Cisco stock plunges 17% as company forecasts surprising drop in revenue

Shares of Cisco plunged as much as 17% in extended trading on Wednesday after the networking company said it generated quarterly revenue below analysts’ forecasts and called for an unexpected drop in sales during the current period.

Here’s how the company did it:

  • Earnings: 87 cents per share, adjusted, versus 86 cents per share as expected by analysts, according to Refinitiv.
  • Revenue: $12.84 billion, versus $13.34 billion as forecast by analysts, according to Refinitiv.

Cisco’s revenue was roughly flat year-over-year in the quarter, which ended April 30, according to a statement. Last year’s term included an extra week. Net income, at $3.04 billion, rose 6%. In the previous quarter, sales increased by 6%.

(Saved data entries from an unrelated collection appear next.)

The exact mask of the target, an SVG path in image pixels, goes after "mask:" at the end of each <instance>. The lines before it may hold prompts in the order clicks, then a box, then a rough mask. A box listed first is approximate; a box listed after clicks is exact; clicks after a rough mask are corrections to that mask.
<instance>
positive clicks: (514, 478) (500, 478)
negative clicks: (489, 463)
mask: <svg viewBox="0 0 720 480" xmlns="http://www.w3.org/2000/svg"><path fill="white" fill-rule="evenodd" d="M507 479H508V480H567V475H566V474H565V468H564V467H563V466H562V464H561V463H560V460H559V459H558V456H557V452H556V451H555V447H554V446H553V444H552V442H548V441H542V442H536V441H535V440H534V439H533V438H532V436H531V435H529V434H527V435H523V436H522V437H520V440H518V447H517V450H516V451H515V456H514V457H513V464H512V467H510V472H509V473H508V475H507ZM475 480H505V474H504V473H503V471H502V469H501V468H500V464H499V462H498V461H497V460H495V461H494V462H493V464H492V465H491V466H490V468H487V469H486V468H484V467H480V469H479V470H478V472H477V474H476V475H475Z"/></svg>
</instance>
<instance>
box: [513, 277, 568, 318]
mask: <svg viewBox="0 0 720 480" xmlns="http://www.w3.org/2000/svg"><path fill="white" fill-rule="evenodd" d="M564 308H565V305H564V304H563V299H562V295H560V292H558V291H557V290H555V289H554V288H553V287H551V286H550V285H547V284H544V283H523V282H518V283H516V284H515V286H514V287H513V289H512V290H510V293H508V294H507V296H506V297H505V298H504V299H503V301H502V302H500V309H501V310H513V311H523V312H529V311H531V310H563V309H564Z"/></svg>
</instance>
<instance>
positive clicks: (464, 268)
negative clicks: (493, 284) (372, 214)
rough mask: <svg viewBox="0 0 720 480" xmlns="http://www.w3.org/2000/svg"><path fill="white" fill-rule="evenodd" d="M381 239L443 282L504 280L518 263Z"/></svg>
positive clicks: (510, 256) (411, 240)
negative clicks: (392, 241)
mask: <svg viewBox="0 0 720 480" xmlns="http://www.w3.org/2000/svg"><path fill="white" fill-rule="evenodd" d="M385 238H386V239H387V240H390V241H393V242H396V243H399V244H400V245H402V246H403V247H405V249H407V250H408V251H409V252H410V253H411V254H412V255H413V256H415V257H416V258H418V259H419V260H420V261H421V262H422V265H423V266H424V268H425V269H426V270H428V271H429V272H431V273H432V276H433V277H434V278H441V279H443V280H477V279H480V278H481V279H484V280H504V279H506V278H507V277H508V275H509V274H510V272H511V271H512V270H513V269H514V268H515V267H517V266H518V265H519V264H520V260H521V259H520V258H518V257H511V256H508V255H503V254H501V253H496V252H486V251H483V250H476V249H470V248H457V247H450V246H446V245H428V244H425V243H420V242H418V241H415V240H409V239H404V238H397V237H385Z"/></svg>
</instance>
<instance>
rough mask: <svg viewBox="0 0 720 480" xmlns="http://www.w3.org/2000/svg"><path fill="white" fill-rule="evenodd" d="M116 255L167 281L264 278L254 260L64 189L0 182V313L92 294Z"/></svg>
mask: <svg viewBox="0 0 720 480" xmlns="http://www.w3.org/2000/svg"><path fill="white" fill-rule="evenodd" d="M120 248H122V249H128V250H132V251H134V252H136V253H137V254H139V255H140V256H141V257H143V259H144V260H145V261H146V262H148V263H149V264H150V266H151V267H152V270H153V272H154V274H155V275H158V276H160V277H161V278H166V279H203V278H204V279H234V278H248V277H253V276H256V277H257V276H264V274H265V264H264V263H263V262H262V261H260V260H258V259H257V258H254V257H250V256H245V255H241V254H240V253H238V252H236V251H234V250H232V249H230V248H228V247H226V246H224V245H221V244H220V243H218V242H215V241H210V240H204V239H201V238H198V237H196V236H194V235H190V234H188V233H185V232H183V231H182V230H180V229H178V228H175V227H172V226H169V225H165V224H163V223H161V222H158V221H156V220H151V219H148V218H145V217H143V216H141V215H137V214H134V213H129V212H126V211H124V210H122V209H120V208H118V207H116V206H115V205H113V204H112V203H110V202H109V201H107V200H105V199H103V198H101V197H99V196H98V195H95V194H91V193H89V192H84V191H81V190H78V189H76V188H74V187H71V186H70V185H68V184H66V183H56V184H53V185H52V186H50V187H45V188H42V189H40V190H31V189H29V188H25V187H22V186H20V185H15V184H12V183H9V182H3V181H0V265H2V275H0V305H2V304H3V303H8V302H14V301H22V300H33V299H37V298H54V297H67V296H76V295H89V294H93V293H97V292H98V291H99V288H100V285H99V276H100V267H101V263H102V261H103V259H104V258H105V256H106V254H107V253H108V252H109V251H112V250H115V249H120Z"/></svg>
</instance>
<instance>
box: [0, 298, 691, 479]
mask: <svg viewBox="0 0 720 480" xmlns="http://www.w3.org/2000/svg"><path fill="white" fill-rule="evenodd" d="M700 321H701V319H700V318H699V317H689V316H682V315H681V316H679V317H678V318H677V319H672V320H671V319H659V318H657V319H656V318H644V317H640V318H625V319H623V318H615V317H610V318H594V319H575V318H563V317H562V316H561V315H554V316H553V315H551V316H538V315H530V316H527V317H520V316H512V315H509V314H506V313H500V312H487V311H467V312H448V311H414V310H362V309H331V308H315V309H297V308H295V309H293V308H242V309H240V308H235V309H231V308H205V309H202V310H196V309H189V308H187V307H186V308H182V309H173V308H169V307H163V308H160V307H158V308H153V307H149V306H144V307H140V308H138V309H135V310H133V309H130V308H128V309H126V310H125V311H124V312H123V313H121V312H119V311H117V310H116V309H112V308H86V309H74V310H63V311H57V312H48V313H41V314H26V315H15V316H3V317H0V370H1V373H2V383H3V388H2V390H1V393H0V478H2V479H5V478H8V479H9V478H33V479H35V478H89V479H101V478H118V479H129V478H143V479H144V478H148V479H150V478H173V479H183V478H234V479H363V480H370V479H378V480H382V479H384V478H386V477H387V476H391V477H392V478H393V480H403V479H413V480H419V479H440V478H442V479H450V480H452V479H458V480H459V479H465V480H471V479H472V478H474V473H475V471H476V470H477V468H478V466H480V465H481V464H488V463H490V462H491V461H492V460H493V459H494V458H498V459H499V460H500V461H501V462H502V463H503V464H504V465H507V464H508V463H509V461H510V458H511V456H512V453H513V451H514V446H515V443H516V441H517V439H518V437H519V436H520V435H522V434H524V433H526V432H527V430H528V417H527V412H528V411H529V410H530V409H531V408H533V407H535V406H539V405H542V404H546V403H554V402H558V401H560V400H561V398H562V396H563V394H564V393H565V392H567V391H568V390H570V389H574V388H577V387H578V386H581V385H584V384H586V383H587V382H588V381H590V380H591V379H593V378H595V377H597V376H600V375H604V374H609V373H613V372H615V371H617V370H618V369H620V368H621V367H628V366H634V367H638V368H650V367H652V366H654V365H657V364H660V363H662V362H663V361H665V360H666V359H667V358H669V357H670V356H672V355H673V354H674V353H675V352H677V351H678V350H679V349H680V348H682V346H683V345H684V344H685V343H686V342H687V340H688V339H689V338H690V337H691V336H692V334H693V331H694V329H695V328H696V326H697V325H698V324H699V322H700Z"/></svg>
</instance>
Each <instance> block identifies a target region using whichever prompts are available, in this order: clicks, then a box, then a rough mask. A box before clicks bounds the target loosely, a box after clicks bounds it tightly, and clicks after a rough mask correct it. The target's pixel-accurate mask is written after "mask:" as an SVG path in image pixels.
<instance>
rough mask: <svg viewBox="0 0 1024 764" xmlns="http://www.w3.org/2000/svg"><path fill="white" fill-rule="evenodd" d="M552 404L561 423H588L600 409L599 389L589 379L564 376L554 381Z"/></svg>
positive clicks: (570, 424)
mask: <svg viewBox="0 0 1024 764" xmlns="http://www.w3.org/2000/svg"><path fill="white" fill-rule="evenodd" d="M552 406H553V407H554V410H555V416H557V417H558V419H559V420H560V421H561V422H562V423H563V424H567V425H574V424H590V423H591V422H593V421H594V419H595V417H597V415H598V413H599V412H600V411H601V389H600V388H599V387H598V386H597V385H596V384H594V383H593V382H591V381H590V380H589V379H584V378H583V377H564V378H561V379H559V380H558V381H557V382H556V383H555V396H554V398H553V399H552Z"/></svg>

The Covid lockdown in China and the war between Russia and Ukraine weakened Cisco’s revenue in the quarter, CEO Chuck Robbins said in the statement. The war reduced revenue by about $200 million and added $5 million to Cisco’s cost of sales in the quarter and $62 million to operating expenses, according to the statement.

The lockdown, meanwhile, has made component shortages worse, Robbins said on a conference call with analysts.

For the fiscal fourth quarter, Cisco forecast adjusted earnings per share of 76 cents to 84 cents and a year-over-year revenue decline of 1% to 5.5%. Analysts polled by Refinitiv were looking for earnings of 92 cents per share on $13.87 billion in revenue, up about 6%. The guidance range is wider than usual due to the increasingly complex environment, Robbins said.

“We believe our revenue performance over the next few quarters will be less dependent on demand and more on the availability of supply in this increasingly complex environment,” he said.

Other network providers fell after Cisco’s results. Arista Networks fell 6%, Juniper fell 10%, Ciena fell around 9% and F5 slid more than 3% after the close of regular markets.

“To give an idea of ​​the extent of the shortages, we are currently seeing constraints in the fourth quarter on approximately 350 critical components out of a total of 41,000 unique component part numbers,” said Scott Herren, chief financial officer of Cisco, during of the call. “Our supply chain team is actively looking at several options to fill these shortages.”

In China, Cisco faces various points of uncertainty, Robbins said.

“Shanghai now says they will open on June 1,” he said. “We don’t know exactly what that means and what that means when it means we would start getting all supplies out, and as a result we think when they open up and when they allow transport logistics to start, we think there’s going to be a high degree of congestion.

“We think there’s going to be a lot of competition for port capacity, airport capacity, and we just think that, combined with inbound efforts to try to get raw materials back into the country, etc. We just think that it’s going to be impossible for us to catch up on this issue in the fourth quarter, which led to the fourth quarter guidance.”

The impact was not limited to hardware. Software revenue, at $3.7 billion, was down 3% year-over-year. Herren said growth would have been 5 points higher had it not been for the war in Ukraine and the impact of the extra week in the prior year quarter.

The forecast does not reflect any change in demand and strictly reflects supply limitations, Herren said.

Cisco said its Secure, Agile Networks segment, which includes data center network switches, generated $5.87 billion in revenue. This represents growth of 4%, and it is below the consensus of $6.09 billion among analysts polled by StreetAccount.

Cisco’s Internet for the Future unit, which contains routed optical networking hardware the company acquired in its acquisition of Acacia Communications in 2021, contributed $1.32 billion, up 6% and up below the StreetAccount consensus of $1.44 billion.

The Collaboration segment, which includes Webex collaboration software, generated revenue of $1.13 billion, down 7% and in line with StreetAccount consensus of $1.13 billion.

At the close, shares of Cisco were up 23% year-to-date, while the S&P 500 fell about 18% over the same period. If the stock fell more than 16.2% on Thursday, it would be the biggest single-day drop since a 17.7% plunge in July 1994 and the third biggest on record.

— CNBC’s Ari Levy contributed to this report.